Lobel’s gayness, when I learned of it much later, seemed like something I should have known all along; it lurked everywhere in his words and pictures. I don’t know how any parent, reading the stories aloud, uttering phrases like “Come back, Frog. I will be lonely!” in a heartsick, croaky voice, could avoid being forced into intimate sympathy with the animal and thus the author. Which is not to say Frog and Toad could turn you gay. But in their gentleness, their sensitivity to small gestures and their haze of slowly dispersing sadness, the stories were part of the literature of otherness that had been a central theme of adult fiction forever, if only more recently of children’s.and
...Among the foxed hardbacks still standing sentry in my sons’ abandoned childhood bedroom are “The Gashlycrumb Tinies” by Edward Gorey (1963), “Strega Nona” by Tomie dePaola (1975), the “George and Martha” series by James Marshall (1972 to 1988) and several by Maurice Sendak, including “Where the Wild Things Are” (1963) and “In the Night Kitchen” (1970). Also still extant is “The Runaway Bunny” (1942) by Margaret Wise Brown; her “Goodnight Moon” (1947) would be there, too, if it hadn’t long since disintegrated, from overuse, into a pile of dark green dust.
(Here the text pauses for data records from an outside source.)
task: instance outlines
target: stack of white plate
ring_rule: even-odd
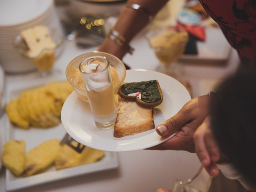
[[[53,0],[0,1],[0,64],[6,72],[20,73],[36,69],[13,43],[22,30],[39,25],[62,34]]]

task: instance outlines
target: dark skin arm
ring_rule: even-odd
[[[168,1],[167,0],[130,0],[127,3],[138,4],[152,16],[154,16]],[[131,40],[149,22],[148,17],[138,10],[124,7],[114,28],[122,35],[128,44]],[[128,51],[128,47],[117,45],[108,38],[105,38],[98,51],[107,52],[121,59]]]

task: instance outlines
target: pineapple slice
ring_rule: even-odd
[[[28,129],[29,122],[23,118],[19,113],[18,109],[18,99],[11,100],[6,106],[6,113],[10,121],[25,129]]]
[[[11,140],[4,145],[1,156],[3,164],[16,176],[24,170],[25,142]]]
[[[28,152],[25,157],[24,176],[40,173],[52,165],[60,150],[60,142],[58,139],[45,141]]]
[[[74,144],[72,143],[72,144]],[[54,160],[55,166],[58,170],[94,163],[102,159],[104,155],[103,151],[87,146],[79,154],[69,146],[64,144],[56,156]]]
These books are connected not merely by having found favor in our family — and probably yours; in various configurations and collections, “Frog and Toad” still sells more than 500,000 copies a year. Nor is it just their hushed contemplation of aloneness and connection that links them. It’s also that all of their authors were gay. (Tomie dePaola, at 84 the only one living, still is.)
The whole article by Jesse Green is well-worth reading!
As a queer children's book creator myself, reading this felt like a song of my tribe-within-a-tribe, and for that I'm grateful.
The light in me recognizes and acknowledges the light in you,
Lee
1 comment:
What a wonderful article! Thank you for posting about it.